Figure 5—figure supplement 2.. Bacteria can be cultured on traditional plates following cultivation in droplets.

(Left) The family level relative abundance of the pooled droplets from experiment BHIS_DROPL_1D1_SORTED. (Right) The family level taxonomic assignment of 24 randomly picked colonies on a BHIS plate streaked from the same sample shown on the left. For each family detected on plate, only one genera was observed within that family. In particular, we detected Hafnia (12/24), Enterococcus (8/24), and Bacteroides (4/24).

Figure 6.. Antibiotic resistance screening of FMT donor stool in droplet cultures reveals antibiotic resistant members.

The relative abundance of ASVs detected from droplet and plate cultures (rows) is shown for the three separate antibiotics along with the relative abundance in the raw stool sample. Each row is a linear scale between 0% and 2.5% relative abundance. For each antibiotic, ASVs are grouped according to plate preferred growth (light grey), droplet preferred growth (dark grey), or growth in droplets and plates (grey). Dead and nonviable cell DNA was removed via droplet sorting (for droplets only) and ASV filtering so that the ASVs depicted represent only organisms which grew in the presence of the antibiotics during the culture period. N/A indicates taxa which are unassigned at the genus level.
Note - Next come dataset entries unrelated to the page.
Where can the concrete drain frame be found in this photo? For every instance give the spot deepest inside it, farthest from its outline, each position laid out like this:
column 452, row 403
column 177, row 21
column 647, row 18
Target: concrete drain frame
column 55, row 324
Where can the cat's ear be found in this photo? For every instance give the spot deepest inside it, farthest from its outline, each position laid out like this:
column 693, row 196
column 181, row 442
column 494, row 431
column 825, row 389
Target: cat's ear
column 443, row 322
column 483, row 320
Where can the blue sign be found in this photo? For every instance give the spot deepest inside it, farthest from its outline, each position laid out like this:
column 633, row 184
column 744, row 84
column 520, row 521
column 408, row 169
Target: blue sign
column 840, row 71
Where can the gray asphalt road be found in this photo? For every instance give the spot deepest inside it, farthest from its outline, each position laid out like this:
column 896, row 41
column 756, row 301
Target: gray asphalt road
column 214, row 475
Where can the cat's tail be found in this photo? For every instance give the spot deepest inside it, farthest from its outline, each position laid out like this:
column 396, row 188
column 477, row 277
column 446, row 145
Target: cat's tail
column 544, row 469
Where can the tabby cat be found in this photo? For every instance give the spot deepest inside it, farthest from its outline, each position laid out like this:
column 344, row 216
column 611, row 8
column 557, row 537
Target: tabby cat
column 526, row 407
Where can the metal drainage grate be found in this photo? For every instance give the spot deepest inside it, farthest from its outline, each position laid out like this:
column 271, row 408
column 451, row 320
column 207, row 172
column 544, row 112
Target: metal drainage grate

Figure 6—figure supplement 1.. ASVs with taxonomic assignment in antibiotic droplet and plate experiments.

The FMT donor stool sample was grown in droplets for 1 day (DROPL) and plates for 3 days (PLATE) in the presence of ampicillin (AMP), ciprofloxacin (CIPRO), and vancomycin (VANCO). The relative abundance for each sample is shown with a linear scale from 0% to 2%. N/A indicates taxa unassigned at the genus level.

Figure 6—figure supplement 2.. Ecological measures of the cultivated community composition on droplets and plates in the presence of ampicillin (AMP, red), ciprofloxacin (CIPRO, blue), and vancomycin (VANCO, green) for the (a) richness, (b) the Shannon diversity, (c) number of ASVs which are <1% in the raw stool sample, and (d) rank-abundance.